There’s nothing better than warming up a cup of soup on a crisp autumn day (even if those days are few and far between in Central Florida). Available seasonally at Sunshine Seasons in the Land pavilion at Epcot, this delicious Pumpkin Soup is vegan and gluten-friendly too!

An easy recipe that is sure to impress, this soup makes a great side dish, or serve it with salad or a hearty piece of crusty bread as a main course.

Serves 6-8

2 tablespoons olive oil
1 small white onion, diced
1 cup diced butternut squash (skin and seeds removed)
3 cups canned pumpkin (approximately 1½ 15 ounce cans)
1 tablespoon light agave syrup
2 cups water
¼ cup apple juice concentrate
2 teaspoons vegetable bouillon
½ teaspoon curry powder
1 teaspoon coarse salt
½ teaspoon white pepper
½ teaspoon cinnamon
1 cup coconut milk

  1. Heat olive oil in large pot over medium high heat.

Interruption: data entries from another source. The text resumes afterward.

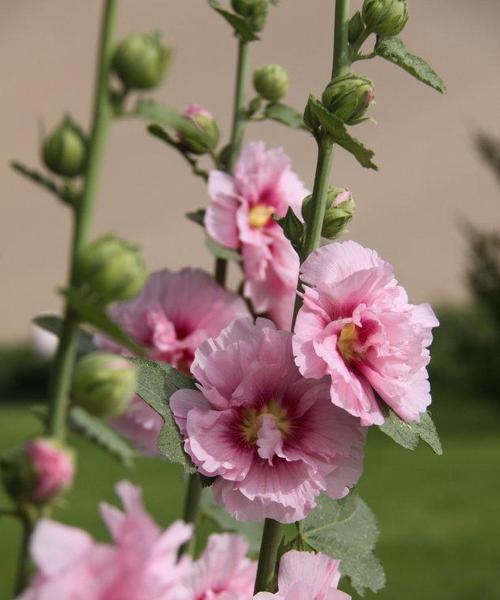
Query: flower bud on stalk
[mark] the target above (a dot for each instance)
(386, 18)
(38, 472)
(254, 11)
(340, 208)
(204, 121)
(141, 61)
(112, 268)
(64, 151)
(271, 82)
(348, 97)
(103, 384)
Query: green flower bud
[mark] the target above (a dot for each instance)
(254, 11)
(348, 97)
(206, 123)
(386, 18)
(340, 208)
(64, 151)
(271, 82)
(141, 61)
(103, 384)
(112, 268)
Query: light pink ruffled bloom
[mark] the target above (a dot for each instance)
(141, 565)
(171, 317)
(357, 326)
(54, 468)
(272, 439)
(222, 572)
(306, 576)
(240, 216)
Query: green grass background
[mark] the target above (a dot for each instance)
(439, 516)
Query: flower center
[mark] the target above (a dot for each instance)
(260, 215)
(252, 420)
(347, 342)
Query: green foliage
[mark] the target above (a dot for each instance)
(346, 530)
(96, 430)
(156, 382)
(339, 134)
(394, 50)
(408, 435)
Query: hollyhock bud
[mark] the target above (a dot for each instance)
(204, 121)
(348, 97)
(141, 61)
(38, 472)
(255, 11)
(271, 82)
(386, 18)
(64, 151)
(340, 209)
(112, 268)
(104, 384)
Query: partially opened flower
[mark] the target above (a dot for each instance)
(172, 316)
(306, 576)
(357, 326)
(221, 573)
(241, 216)
(272, 439)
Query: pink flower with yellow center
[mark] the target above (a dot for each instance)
(272, 439)
(242, 216)
(357, 327)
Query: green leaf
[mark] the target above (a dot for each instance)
(197, 216)
(96, 430)
(225, 522)
(394, 50)
(284, 114)
(156, 382)
(221, 251)
(54, 324)
(93, 314)
(408, 435)
(346, 530)
(338, 132)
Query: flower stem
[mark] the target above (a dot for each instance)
(66, 352)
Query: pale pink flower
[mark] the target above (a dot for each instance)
(357, 326)
(272, 439)
(53, 467)
(306, 576)
(222, 572)
(171, 317)
(240, 216)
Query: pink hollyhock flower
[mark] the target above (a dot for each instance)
(357, 326)
(222, 572)
(306, 576)
(53, 467)
(240, 216)
(272, 439)
(172, 316)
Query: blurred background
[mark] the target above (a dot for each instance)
(438, 515)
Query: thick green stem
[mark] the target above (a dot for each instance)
(271, 538)
(66, 353)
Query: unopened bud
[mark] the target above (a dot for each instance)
(38, 472)
(64, 151)
(271, 82)
(348, 97)
(141, 61)
(207, 125)
(340, 208)
(386, 18)
(103, 384)
(112, 269)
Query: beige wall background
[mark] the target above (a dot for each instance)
(430, 175)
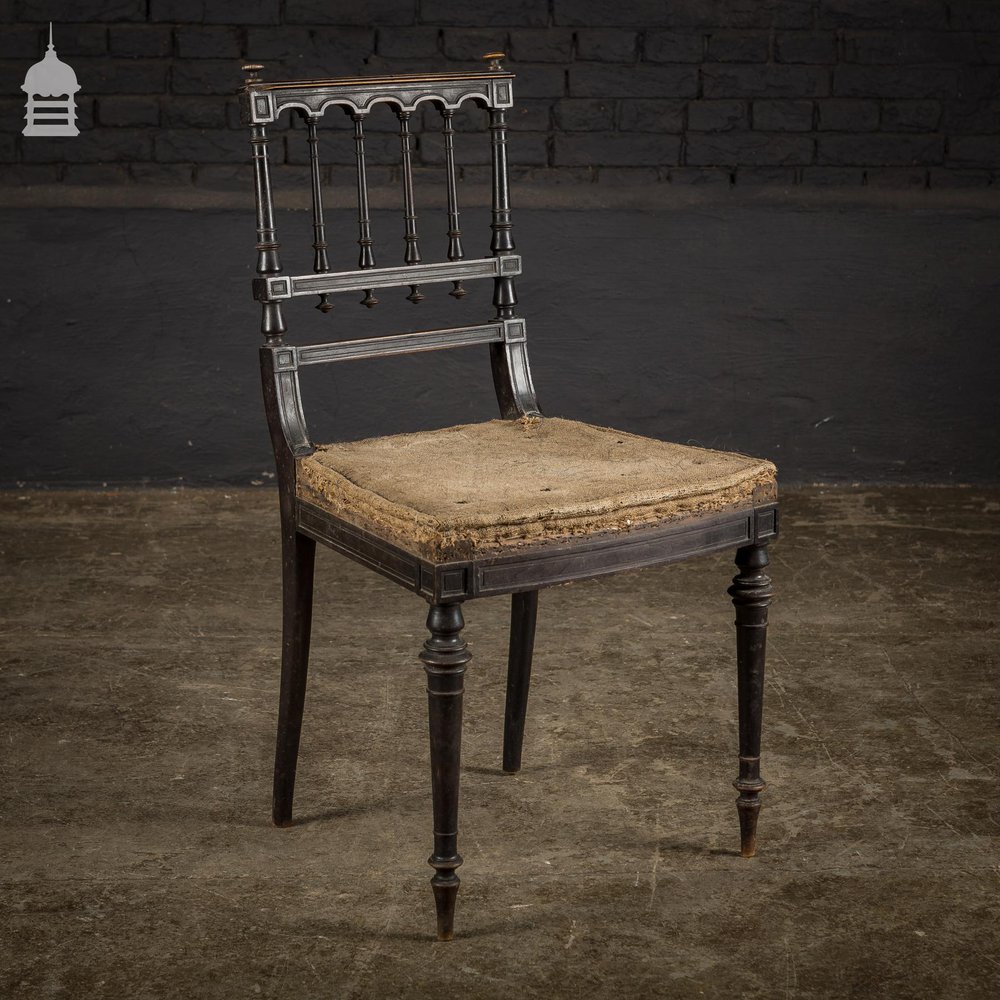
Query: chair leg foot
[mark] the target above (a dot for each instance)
(751, 593)
(445, 894)
(748, 807)
(298, 560)
(444, 657)
(523, 614)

Add onion and butternut squash and sauté for 8 to 10 minutes or until tender.
  2. Add remaining ingredients. Stir to combine and bring just to a boil.
  3. Reduce to medium low heat. Simmer for 30-45 minutes until completely cooked and tender. Stir occasionally.
  4. Transfer soup to a blender and puree until smooth.